55 The two key regulatory enzymes that AC220 catalyze glycogenesis and glycogenolysis are glycogen synthase and glycogen phosphorylase. Glycogen synthase is the rate-limiting
enzyme in glycogen metabolism which catalyzes the transfer of glucose from UDP-glucose to glycogen in animal cells. Because of its central role in glucose homeostasis, glycogen synthase is responsive to endocrine factors, including insulin, glucagon, and catecholamine, as well as to metabolic status, such as the concentration of the allosteric activator glucose-6-phosphate (G6P). Further, the decreased glycogen content in diabetic disorder is due to the increased activity of glycogen phosphorylase and decreased activity of glycogen synthase.56 Glycogen phosphorylase, a rate-limiting enzyme of glycogenolysis, cleaves α (1, 4) linkage to remove glucose molecules from the glycogen. During diabetic conditions, the glycogen levels, glycogen synthase activity and Selleckchem Lapatinib sensitivity to insulin signaling are lessened and glycogen phosphorylase activity is significantly amplified.57 Oral administration of fruit extract to diabetic rats regulated the activity of glycogen metabolizing enzymes thereby alleviated the altered glycogen content. The activities of citric acid cycle enzymes such as isocitrate dehydrogenase,
α-ketoglutarate dehydrogenase, succinate dehydrogenase and malate dehydrogenase in the liver and kidney of control and experimental groups of rats were significantly (p < 0.001) low in the liver and TCL kidney of STZ induced diabetic rats when compared with those in control rats. The activities of these enzymes were found to be significantly increased to near normalcy in MFE as well as gliclazide treated diabetic rats. The normal β cell, highly dependent on mitochondrial energy is the only cell, which increases its function (energy production) during hyperglycemia.

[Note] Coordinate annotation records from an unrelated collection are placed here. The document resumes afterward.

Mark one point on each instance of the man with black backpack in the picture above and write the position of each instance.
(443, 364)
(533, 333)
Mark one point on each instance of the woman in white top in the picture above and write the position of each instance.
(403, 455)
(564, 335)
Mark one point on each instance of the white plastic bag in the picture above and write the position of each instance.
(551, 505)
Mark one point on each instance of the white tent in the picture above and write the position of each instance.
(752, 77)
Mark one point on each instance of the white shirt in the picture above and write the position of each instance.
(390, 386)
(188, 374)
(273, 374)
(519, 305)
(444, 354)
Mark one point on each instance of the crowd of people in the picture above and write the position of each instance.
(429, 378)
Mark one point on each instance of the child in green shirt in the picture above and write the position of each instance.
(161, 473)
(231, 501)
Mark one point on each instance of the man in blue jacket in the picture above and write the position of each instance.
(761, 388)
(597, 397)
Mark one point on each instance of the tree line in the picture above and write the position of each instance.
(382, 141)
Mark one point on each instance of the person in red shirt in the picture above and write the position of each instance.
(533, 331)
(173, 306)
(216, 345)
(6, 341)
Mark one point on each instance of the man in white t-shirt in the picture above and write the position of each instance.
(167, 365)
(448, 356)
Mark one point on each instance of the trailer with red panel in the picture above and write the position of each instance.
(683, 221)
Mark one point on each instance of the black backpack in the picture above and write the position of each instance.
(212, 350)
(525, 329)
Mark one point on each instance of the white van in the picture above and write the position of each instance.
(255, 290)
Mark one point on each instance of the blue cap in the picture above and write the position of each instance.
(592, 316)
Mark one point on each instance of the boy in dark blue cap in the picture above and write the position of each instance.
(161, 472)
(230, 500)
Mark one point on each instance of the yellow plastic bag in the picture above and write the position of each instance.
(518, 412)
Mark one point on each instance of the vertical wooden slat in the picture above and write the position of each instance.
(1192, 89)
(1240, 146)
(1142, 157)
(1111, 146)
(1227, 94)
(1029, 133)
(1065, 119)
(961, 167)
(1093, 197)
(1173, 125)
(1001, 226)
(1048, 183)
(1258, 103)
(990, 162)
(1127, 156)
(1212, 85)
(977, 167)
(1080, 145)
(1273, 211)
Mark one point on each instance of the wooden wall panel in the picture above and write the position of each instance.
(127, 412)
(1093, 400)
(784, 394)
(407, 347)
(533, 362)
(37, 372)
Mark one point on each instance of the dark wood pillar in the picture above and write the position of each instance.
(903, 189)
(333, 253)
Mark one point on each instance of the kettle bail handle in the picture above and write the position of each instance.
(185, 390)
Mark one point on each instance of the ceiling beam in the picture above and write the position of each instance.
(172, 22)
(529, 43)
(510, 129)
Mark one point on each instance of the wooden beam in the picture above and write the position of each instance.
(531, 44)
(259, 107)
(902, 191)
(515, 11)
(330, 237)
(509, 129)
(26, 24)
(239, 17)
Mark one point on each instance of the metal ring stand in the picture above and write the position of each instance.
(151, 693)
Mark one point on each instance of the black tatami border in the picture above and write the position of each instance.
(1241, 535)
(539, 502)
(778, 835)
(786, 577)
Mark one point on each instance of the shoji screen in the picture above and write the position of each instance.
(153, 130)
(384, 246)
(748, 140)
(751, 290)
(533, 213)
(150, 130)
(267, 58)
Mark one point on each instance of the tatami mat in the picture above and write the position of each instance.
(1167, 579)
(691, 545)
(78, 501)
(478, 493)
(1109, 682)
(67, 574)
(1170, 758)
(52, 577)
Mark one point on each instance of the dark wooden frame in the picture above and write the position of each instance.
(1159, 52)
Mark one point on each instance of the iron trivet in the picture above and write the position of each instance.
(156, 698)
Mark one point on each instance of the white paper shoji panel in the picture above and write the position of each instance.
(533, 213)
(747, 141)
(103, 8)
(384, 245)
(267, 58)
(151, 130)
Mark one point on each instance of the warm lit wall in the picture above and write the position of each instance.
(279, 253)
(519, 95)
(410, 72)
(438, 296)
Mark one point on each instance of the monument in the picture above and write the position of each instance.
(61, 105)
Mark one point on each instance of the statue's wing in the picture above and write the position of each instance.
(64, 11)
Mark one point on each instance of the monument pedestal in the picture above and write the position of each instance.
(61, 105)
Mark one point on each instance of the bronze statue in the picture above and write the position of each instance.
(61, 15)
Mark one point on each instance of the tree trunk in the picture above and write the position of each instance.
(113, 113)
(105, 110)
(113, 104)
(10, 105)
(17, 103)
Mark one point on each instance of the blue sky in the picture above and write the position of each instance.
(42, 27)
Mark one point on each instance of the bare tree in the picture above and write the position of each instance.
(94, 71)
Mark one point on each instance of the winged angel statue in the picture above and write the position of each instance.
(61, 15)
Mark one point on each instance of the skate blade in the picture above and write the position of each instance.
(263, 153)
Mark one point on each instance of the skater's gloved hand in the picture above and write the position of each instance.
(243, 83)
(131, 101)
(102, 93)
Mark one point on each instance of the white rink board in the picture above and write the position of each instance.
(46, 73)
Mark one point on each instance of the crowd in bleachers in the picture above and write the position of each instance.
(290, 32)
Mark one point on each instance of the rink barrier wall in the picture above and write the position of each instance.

During diabetic condition, the activity of the enzyme glucokinase is found to be lessened due to defective insulin release. This in turn affects phosphorylation, the first step in glycolysis which is glucokinase dependent. 58 Thus, glucokinase mutations can directly impair glucose sensing, while mitochondrial DNA mutations can indirectly impair glucose sensing by reducing intracellular concentrations of ATP, oxidation of glucose derived acetyl residues increases in a time related and concentrations dependent manner when islet or purified β-cells are exposed to a rise in hexose concentration.59 It was proposed that the increased oxidations of glucose derived acetyl residues is attributed to Ca2+dependent activation of NAD-isocitrate dehydrogenase and α-ketoglutarate dehydrogenase. In pancreatic β cell, redox imbalance is reported to potentiate apoptosis.60 Apoptosis or programmed cell death has also been implicated in diabetic retinopathy and neuropathy due to abnormalities in mitochondrial function.